Sevgili,
Üç gün önce, bir anlığına başa baş gittiler, sonra gece yeniverdi
bir kez daha günü. Güneşli ılık günler dolayısıyla pek farkında
olmasan bile, bil ki artık geceler daha uzun. Bilmiyorum gecelerin
bilincine varınca senin de kapladı mı içini, bir hüzün?
Şimdi sana tuhaf gelecek, ama ben o hüznü, 21 Haziran’da, en uzun
günde yaşamıştım, ertesi günden başlayarak, günlerin geceler
karşısında gerileme sürecine gireceğini düşünerek. Ne tuhaf değil
mi, en uzun güne sevinecekken gecelerin günleri kemirmeye
başlayacağını fark edip hüzünlenmek.
Ama ben 21 Haziran hüznümün intikamını, 21 Aralık günü alırım.

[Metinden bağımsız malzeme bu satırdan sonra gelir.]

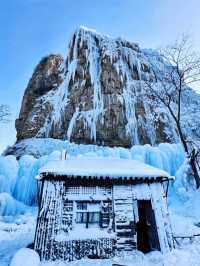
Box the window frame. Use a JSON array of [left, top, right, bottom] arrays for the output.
[[75, 201, 101, 228]]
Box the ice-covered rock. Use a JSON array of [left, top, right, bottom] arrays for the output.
[[11, 27, 200, 149]]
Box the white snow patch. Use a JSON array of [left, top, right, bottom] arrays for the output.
[[0, 213, 36, 266], [10, 248, 40, 266], [55, 227, 115, 242], [40, 156, 171, 180]]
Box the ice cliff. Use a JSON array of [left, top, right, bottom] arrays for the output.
[[14, 27, 200, 148]]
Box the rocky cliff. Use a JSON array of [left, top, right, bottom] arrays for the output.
[[15, 27, 200, 148]]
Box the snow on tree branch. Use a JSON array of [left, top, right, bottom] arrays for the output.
[[144, 35, 200, 188], [0, 104, 11, 123]]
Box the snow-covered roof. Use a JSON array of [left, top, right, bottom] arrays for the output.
[[39, 156, 171, 181]]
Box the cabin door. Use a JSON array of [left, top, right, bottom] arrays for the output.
[[137, 200, 160, 253]]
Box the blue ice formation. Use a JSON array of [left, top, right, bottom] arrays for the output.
[[0, 139, 185, 216]]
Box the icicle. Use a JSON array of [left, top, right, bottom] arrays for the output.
[[123, 80, 140, 145], [67, 108, 80, 141]]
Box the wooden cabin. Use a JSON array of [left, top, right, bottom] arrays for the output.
[[34, 156, 173, 261]]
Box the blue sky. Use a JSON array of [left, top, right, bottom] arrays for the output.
[[0, 0, 200, 153]]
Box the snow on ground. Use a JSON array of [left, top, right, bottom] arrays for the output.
[[0, 211, 36, 266], [40, 244, 200, 266]]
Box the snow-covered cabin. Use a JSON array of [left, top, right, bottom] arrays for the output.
[[34, 156, 173, 261]]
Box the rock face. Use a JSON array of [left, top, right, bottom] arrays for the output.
[[16, 54, 64, 139], [15, 27, 200, 147]]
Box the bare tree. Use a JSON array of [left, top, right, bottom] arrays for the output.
[[145, 36, 200, 188], [0, 104, 11, 123]]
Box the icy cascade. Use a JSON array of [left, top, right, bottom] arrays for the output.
[[15, 26, 200, 147], [59, 27, 173, 145], [67, 27, 104, 141], [0, 138, 185, 216], [38, 27, 104, 142]]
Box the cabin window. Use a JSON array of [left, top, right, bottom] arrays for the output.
[[76, 212, 100, 224], [75, 201, 100, 228], [76, 212, 87, 223]]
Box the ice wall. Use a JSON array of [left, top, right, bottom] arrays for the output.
[[0, 139, 186, 216], [0, 155, 19, 194], [33, 27, 185, 146]]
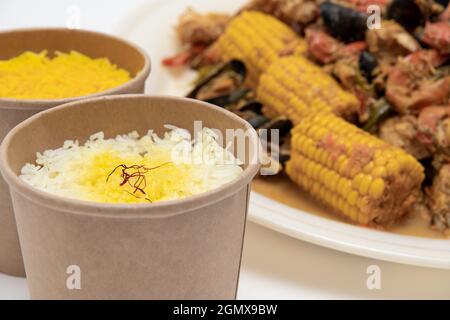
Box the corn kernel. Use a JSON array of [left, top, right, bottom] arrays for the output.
[[375, 155, 388, 166], [329, 172, 340, 192], [340, 179, 352, 196], [386, 161, 399, 176], [369, 178, 385, 200], [358, 175, 373, 195], [319, 166, 328, 181], [347, 191, 358, 206], [372, 166, 387, 178], [311, 163, 321, 180], [305, 161, 314, 178], [338, 159, 350, 176], [335, 154, 346, 171], [349, 207, 359, 221], [353, 173, 364, 189], [363, 162, 374, 173]]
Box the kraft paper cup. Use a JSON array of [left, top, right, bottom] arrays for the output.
[[0, 28, 151, 277], [0, 95, 260, 299]]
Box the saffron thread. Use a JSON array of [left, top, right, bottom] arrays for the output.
[[106, 163, 170, 202]]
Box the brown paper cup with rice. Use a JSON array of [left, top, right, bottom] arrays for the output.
[[0, 95, 260, 299], [0, 28, 151, 277]]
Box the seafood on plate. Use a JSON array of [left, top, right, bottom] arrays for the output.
[[163, 0, 450, 235]]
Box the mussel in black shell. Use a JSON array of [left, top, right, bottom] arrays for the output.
[[359, 51, 378, 82], [187, 59, 247, 106], [319, 1, 367, 43], [387, 0, 425, 32]]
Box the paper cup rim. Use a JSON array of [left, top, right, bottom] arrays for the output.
[[0, 94, 261, 219], [0, 27, 151, 110]]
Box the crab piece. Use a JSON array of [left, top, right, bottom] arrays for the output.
[[366, 20, 421, 65], [163, 9, 230, 68], [332, 56, 366, 89], [386, 50, 449, 114], [427, 164, 450, 235], [305, 29, 342, 63], [244, 0, 319, 26], [379, 115, 431, 160], [332, 42, 369, 90], [422, 21, 450, 54], [176, 9, 230, 45], [417, 105, 450, 153], [305, 28, 368, 64]]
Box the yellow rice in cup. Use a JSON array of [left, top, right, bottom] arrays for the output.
[[20, 126, 243, 204], [0, 50, 131, 99]]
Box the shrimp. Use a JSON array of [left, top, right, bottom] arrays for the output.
[[386, 50, 449, 114], [422, 21, 450, 54], [379, 115, 431, 160], [417, 105, 450, 153]]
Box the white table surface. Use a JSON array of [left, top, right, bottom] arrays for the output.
[[0, 0, 449, 300]]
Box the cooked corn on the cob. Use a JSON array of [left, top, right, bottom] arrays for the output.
[[286, 113, 424, 226], [216, 11, 307, 87], [257, 56, 360, 124], [216, 9, 423, 227]]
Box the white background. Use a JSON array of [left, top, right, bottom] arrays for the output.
[[0, 0, 449, 299]]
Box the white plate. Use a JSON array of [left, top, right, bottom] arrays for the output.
[[115, 0, 450, 269]]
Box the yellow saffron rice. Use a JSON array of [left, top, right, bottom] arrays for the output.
[[20, 128, 243, 204], [0, 50, 131, 99]]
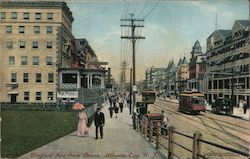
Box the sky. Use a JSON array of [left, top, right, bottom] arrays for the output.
[[67, 0, 249, 82]]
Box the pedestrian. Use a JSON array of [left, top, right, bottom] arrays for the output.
[[161, 110, 168, 136], [118, 97, 124, 113], [108, 106, 114, 118], [112, 97, 116, 107], [77, 108, 88, 137], [114, 104, 119, 118], [94, 108, 105, 139], [239, 100, 244, 113], [243, 100, 248, 114]]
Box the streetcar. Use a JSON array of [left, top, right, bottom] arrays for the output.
[[142, 89, 156, 104], [179, 91, 205, 114]]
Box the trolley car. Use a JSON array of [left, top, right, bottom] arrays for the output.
[[179, 91, 205, 114], [142, 89, 156, 104]]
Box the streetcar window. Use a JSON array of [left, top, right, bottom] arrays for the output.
[[192, 96, 203, 104]]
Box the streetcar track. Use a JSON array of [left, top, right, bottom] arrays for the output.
[[210, 117, 250, 148], [151, 103, 215, 153], [158, 98, 249, 130], [157, 99, 250, 133], [152, 102, 249, 152], [196, 116, 249, 153]]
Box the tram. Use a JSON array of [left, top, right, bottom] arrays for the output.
[[179, 91, 205, 114], [141, 89, 156, 104]]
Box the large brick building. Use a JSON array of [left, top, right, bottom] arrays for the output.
[[0, 1, 74, 103]]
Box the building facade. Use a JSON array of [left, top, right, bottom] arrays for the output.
[[176, 57, 189, 94], [165, 60, 177, 96], [206, 20, 250, 106], [188, 40, 206, 92], [0, 1, 74, 103]]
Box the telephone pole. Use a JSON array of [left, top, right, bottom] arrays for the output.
[[121, 14, 145, 112], [119, 61, 127, 91]]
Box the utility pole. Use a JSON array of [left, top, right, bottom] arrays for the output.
[[106, 68, 112, 90], [121, 14, 145, 112], [130, 68, 132, 114], [119, 61, 127, 91]]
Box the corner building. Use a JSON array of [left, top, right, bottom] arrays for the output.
[[206, 20, 250, 106], [0, 1, 74, 103]]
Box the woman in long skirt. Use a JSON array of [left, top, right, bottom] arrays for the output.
[[77, 109, 88, 137]]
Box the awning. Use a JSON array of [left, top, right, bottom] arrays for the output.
[[8, 91, 18, 94]]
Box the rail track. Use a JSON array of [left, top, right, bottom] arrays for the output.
[[149, 99, 249, 156]]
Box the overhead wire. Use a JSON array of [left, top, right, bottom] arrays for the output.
[[142, 1, 158, 20], [136, 2, 149, 19]]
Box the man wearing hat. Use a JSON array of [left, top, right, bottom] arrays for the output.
[[94, 107, 105, 139]]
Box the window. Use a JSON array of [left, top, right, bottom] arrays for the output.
[[247, 77, 249, 89], [6, 26, 12, 33], [19, 26, 25, 33], [32, 41, 38, 48], [35, 13, 41, 20], [48, 73, 54, 83], [19, 41, 25, 48], [36, 73, 42, 83], [33, 56, 39, 65], [24, 12, 29, 19], [48, 92, 53, 100], [0, 12, 5, 19], [9, 56, 15, 65], [12, 12, 17, 19], [7, 41, 13, 49], [24, 92, 29, 101], [34, 26, 40, 34], [47, 13, 53, 20], [47, 41, 52, 49], [36, 92, 41, 101], [46, 57, 53, 65], [21, 56, 27, 65], [11, 73, 17, 82], [47, 26, 53, 34], [23, 73, 29, 83]]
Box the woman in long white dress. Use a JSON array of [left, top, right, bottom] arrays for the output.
[[77, 109, 88, 137]]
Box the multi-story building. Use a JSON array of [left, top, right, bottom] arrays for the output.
[[165, 60, 177, 96], [206, 20, 250, 106], [188, 40, 206, 92], [144, 67, 166, 93], [0, 1, 74, 103], [176, 57, 189, 94]]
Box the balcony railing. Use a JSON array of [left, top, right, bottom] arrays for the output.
[[60, 83, 77, 90]]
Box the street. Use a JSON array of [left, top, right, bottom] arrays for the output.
[[149, 99, 250, 159]]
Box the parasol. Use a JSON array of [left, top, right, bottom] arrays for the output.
[[72, 102, 85, 110]]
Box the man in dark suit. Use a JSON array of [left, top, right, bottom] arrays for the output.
[[94, 107, 105, 139]]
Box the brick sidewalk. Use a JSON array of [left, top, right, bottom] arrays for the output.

Günün en erken solduğu, gecenin en uzun olduğu o tarihte bende bir
neşe olur ki, sorma gitsin!
Çünkü karanlıklar içinde bilirim ki, artık günlerin geceyi kemirme
süreci başlamıştır.
En uzun gecede, uzun günlerin muştusunu almak, en uzun günde uzun
gecelerin hüznüne dalmak pek akıllı işi değil biliyorum ve
Pascal’ın şu sözleri geliyor aklıma:
- Hiç içinde bulunduğumuz anı yaşamayız, ya geçmişteyizdir ya da
gelecekte.
***
Tabii, en akıllıcası, içinde bulunduğun anı yaşamaktır. Zaten
gerisi de lafügüzaftır.
Geçmiş artık yok, geleceğin ise bizim için olup olmayacağı belli
değil.
En uzun günleri, içinde bulunduğum zamanın keyfiyle yaşadığım ender
anlar, bayramların en güzeli olan ve şimdiye kadar birkaç kez
Paris’te yaşamak olanağını bulduğum “Fete de La Musique” (Müzik
Bayramı) günleridir. 1982 yılında, Fransız Kültür Bakanı Jack
Lang’ın, bakanlığın müzik ve dans direktörü Maurice Fleuret’nin
önerisiyle başlattığı şenlik, günümüzde yüzden fazla ülkede
yapılmaktadır. Başlangıçta, amatör toplulukları müzik yapınız
(faites de la musique) diyerek teşvikle yola çıkan müzik bayramı,
Paris’te tam bir şölen oluyor. Havanın saat 22 sularında karardığı
21 Haziran’da kentin sokakları, her cinsten, her dilden, her
dinden, her tınıdan, her yaştan, her renkten, amatör veya
profesyonel müzikçinin hünerlerini sunmalarıyla tam bir şenliğe
dönüşüyor.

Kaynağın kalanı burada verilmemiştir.